I have an Eheim 2211 on this tank; the rasboras I have in their now seem to do ok (I have had these for almost a year) but I could slow it down. I didn't know they prefered slower moving water. Thanks

Bump:


chiefroastbeef said:


> I've kept both, and I keep ember tetras as my go to fish. They are super hardy, and gain a very nice orange color over time. They are less than an inch full size, which looks better in a small tank then neon tetras which get big.
> 
> I love chilis too, I've probably kept more than 50 in my tank in when I was really into the hobby, however, because my tank is open top, they've all jumped out within 6 months. I wouldn't keep chilis unless you have a closed top tank. I would get at least 20 chilis, they look much better in a larger group since they are so small.


In my 10g, I currently have 7 Emerald Eyes and 4 neon green (microdevario kubota), they range in size from 1/2 inch to 1 inch. The tank does has a lid, would 20 chilis be too much for this tank? I was thinking of adding 10 but would definitely do 20 as long as that is doable without overcrowding them.


----------



## chiefroastbeef (Feb 14, 2011)

Islandgaliam said:


> I have an Eheim 2211 on this tank; the rasboras I have in their now seem to do ok (I have had these for almost a year) but I could slow it down. I didn't know they prefered slower moving water. Thanks
> 
> Bump:
> 
> In my 10g, I currently have 7 Emerald Eyes and 4 neon green (microdevario kubota), they range in size from 1/2 inch to 1 inch. The tank does has a lid, would 20 chilis be too much for this tank? I was thinking of adding 10 but would definitely do 20 as long as that is doable without overcrowding them.


What kind of filter do you have? Is it planted? I think it'll come down to how big of a filter and if your tank has plants to deal with the excess nutrients. I tend to overstock, so I'd say go with 20, haha.


----------



## Betta132 (Nov 29, 2012)

Chilis are very small.

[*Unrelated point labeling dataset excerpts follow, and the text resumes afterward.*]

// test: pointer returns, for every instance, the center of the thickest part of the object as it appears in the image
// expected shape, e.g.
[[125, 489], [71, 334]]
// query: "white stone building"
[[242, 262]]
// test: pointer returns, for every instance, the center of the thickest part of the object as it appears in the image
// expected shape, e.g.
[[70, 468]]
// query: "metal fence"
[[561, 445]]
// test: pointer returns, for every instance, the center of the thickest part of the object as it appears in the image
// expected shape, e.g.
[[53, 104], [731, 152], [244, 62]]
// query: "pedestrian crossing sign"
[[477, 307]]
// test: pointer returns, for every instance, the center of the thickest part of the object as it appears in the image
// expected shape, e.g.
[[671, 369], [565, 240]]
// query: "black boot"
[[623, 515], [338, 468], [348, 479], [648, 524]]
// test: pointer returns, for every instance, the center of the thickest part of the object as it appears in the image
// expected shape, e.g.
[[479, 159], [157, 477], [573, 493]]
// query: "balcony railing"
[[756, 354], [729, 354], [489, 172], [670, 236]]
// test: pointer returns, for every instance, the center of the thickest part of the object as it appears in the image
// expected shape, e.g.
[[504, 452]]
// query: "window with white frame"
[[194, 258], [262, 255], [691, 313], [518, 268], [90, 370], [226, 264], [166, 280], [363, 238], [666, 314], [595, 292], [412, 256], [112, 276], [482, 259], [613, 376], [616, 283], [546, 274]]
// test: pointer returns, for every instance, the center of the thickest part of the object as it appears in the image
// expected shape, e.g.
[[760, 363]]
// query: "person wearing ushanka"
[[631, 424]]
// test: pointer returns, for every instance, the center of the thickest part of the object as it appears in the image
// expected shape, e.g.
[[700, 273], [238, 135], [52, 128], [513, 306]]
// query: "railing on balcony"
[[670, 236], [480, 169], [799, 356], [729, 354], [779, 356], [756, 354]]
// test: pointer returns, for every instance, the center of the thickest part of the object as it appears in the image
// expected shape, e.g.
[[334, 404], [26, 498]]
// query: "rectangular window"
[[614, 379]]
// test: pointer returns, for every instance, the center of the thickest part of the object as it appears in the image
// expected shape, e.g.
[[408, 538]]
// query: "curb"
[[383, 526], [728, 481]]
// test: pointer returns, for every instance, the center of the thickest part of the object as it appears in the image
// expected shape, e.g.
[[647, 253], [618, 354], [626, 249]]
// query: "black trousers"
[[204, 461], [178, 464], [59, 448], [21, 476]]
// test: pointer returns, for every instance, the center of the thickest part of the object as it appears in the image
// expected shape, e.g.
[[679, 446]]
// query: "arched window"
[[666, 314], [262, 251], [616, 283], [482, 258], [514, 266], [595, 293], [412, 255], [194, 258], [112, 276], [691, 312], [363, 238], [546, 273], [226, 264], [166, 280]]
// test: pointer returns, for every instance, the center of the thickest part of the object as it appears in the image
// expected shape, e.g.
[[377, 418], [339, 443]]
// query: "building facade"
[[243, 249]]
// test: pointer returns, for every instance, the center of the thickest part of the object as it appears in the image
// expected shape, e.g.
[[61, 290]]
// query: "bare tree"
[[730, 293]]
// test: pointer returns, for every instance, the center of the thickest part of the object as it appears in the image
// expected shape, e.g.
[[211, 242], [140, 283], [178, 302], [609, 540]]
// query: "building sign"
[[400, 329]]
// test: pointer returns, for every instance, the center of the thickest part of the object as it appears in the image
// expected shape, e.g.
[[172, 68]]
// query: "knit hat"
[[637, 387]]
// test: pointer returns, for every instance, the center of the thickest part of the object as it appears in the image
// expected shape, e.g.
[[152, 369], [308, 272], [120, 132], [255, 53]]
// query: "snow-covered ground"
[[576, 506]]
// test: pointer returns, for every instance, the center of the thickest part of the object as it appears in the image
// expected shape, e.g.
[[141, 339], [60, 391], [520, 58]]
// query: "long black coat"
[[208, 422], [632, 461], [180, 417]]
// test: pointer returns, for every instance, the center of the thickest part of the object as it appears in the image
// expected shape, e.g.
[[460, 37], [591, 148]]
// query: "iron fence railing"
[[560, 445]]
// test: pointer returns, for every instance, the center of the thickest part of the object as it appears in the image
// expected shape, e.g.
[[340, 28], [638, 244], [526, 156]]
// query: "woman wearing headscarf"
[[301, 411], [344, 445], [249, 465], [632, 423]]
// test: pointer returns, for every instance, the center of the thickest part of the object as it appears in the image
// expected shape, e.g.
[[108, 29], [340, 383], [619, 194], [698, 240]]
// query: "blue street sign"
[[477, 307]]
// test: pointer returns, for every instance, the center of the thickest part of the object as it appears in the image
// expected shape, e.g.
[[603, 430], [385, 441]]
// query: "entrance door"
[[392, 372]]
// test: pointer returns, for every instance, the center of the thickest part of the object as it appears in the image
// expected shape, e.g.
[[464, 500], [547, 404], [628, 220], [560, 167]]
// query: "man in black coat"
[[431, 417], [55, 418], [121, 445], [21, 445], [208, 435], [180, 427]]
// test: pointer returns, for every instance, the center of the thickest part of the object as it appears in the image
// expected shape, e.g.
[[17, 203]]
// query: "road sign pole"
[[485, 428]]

If you have a heavily planted tank and you keep a close eye on the parameters, it might work. Really, you should probably stick with 10 and a couple more neon greens. 20 seems like it would just look too busy.


----------



## Islandgaliam (May 24, 2014)

chiefroastbeef said:


> What kind of filter do you have? Is it planted? I think it'll come down to how big of a filter and if your tank has plants to deal with the excess nutrients. I tend to overstock, so I'd say go with 20, haha.


At the moment it has an E-heim 2211; but I have 2213 I may put on it. I am still working on getting the water parameters stable; switching water to RO, one water change at a time - lol.

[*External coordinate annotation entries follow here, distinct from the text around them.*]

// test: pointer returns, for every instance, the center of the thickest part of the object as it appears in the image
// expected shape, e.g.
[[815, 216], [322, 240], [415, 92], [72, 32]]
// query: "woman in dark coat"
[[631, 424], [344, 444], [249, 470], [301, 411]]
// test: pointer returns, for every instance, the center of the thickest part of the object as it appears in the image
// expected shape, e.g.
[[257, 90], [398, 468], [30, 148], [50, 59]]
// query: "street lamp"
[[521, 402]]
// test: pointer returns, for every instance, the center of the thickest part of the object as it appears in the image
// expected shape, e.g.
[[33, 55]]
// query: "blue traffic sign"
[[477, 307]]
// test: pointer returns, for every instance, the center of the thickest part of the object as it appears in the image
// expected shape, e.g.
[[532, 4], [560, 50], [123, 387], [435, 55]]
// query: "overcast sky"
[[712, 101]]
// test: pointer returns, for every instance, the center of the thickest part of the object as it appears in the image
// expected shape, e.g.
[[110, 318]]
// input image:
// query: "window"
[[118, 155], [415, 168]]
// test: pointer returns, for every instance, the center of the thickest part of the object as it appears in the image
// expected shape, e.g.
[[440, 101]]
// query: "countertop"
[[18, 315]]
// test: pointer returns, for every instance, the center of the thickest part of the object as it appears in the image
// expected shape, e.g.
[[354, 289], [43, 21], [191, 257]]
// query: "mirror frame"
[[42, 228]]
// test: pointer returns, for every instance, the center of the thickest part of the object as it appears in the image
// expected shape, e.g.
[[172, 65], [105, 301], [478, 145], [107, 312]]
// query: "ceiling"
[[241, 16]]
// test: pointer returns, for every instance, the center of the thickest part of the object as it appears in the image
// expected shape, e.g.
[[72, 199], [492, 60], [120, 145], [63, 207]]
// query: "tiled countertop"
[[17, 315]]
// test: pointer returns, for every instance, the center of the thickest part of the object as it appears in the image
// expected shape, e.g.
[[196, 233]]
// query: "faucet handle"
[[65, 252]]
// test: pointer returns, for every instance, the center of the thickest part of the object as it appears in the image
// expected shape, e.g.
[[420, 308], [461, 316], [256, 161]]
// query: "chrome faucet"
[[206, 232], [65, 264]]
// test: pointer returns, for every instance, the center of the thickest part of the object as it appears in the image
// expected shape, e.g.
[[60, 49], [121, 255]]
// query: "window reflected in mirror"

This is the tank now, and I have brazilian pennywort I can float too. I don't wanna over stock...too much...lol..but this tank really needs some color.









Bump:


Betta132 said:


> Chilis are very small. If you have a heavily planted tank and you keep a close eye on the parameters, it might work. Really, you should probably stick with 10 and a couple more neon greens. 20 seems like it would just look too busy.

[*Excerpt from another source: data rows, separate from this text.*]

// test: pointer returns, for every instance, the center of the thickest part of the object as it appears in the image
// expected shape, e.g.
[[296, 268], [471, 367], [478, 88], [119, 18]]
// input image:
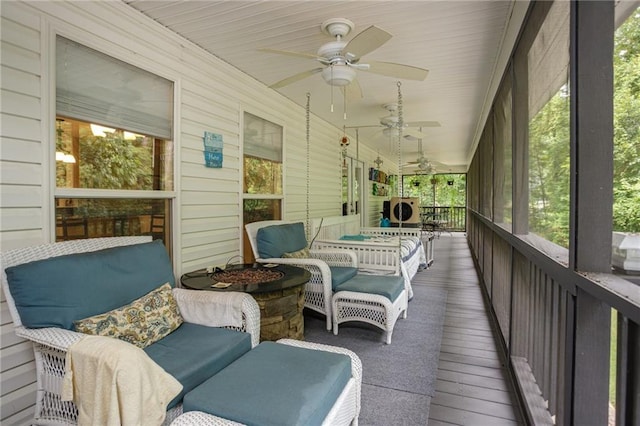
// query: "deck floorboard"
[[472, 387]]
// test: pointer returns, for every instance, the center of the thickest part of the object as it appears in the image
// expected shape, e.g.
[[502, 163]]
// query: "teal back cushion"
[[57, 291], [275, 240]]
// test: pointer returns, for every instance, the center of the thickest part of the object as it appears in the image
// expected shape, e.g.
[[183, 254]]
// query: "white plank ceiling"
[[463, 44]]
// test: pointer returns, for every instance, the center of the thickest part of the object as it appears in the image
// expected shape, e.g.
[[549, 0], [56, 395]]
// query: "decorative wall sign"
[[212, 149]]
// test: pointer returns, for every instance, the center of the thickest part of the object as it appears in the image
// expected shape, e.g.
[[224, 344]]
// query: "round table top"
[[292, 276]]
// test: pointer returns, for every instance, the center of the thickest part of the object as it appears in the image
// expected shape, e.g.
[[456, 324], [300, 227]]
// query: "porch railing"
[[444, 218], [555, 326]]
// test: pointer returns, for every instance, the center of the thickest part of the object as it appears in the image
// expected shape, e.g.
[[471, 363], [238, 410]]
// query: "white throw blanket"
[[223, 311], [113, 382]]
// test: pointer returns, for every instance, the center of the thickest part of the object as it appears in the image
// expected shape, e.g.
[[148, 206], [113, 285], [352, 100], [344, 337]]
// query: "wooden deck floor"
[[472, 386]]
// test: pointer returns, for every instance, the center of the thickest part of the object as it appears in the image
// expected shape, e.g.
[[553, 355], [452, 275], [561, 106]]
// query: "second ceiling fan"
[[340, 59]]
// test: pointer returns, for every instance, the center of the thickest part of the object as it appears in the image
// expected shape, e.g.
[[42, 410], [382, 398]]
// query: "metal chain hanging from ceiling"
[[400, 126], [308, 135]]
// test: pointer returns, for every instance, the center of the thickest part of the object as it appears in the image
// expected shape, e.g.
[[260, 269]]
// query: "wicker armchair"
[[50, 344], [318, 291]]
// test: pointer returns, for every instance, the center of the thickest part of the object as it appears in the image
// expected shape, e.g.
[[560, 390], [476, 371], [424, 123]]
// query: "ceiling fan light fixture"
[[338, 75]]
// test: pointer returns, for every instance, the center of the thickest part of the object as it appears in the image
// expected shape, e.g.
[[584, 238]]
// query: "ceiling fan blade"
[[423, 124], [294, 78], [352, 91], [367, 41], [414, 133], [405, 72], [289, 53]]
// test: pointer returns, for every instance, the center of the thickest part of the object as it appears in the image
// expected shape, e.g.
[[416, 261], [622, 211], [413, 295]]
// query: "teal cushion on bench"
[[389, 286], [192, 353], [340, 274], [57, 291], [276, 240], [274, 385]]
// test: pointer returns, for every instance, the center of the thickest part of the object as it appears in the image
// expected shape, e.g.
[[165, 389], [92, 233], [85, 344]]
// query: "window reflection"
[[94, 218]]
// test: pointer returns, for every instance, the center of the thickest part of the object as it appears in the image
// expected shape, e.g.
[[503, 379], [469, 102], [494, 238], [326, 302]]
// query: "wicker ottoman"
[[375, 299], [285, 383]]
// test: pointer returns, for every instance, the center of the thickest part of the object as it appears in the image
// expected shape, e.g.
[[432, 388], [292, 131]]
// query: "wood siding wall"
[[210, 96]]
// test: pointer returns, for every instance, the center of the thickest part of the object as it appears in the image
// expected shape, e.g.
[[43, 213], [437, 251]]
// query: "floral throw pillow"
[[142, 322], [300, 254]]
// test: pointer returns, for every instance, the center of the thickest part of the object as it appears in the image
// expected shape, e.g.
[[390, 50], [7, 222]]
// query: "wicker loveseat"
[[346, 294], [49, 287]]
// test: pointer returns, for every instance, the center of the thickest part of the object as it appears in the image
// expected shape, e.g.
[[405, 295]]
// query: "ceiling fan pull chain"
[[307, 111], [345, 106], [332, 88], [400, 125]]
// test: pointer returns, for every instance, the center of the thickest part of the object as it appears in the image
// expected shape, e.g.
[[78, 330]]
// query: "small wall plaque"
[[213, 149]]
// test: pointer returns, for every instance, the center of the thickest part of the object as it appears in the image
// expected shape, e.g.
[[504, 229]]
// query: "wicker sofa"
[[346, 295], [50, 287]]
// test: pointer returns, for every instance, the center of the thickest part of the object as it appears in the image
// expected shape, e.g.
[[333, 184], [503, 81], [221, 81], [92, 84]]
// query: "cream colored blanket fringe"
[[113, 382]]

Do Chilis school together well? The rasboras I have in the tank now do.


----------



## chiefroastbeef (Feb 14, 2011)

In my experience, chilis school together often, and for me, they occupy the top area of the tank, and that's why they jumped out on my since I had an open top tank.


----------



## Betta132 (Nov 29, 2012)

I thought at first you had dwarf emeralds, not emerald eyes. That could be an issue. Emerald eye rasboras are very rowdy and may end up scaring your chilis, especially when they reach full size.
I had some at one point. I got them as juveniles and put them in my 29g cube. When they got to adult size, they became tiny terrors, harassing everything and generally just racing around like tiny dogs on Red Bull. When I moved them to my 65g, they calmed down quite a lot. I think they just needed more space.


----------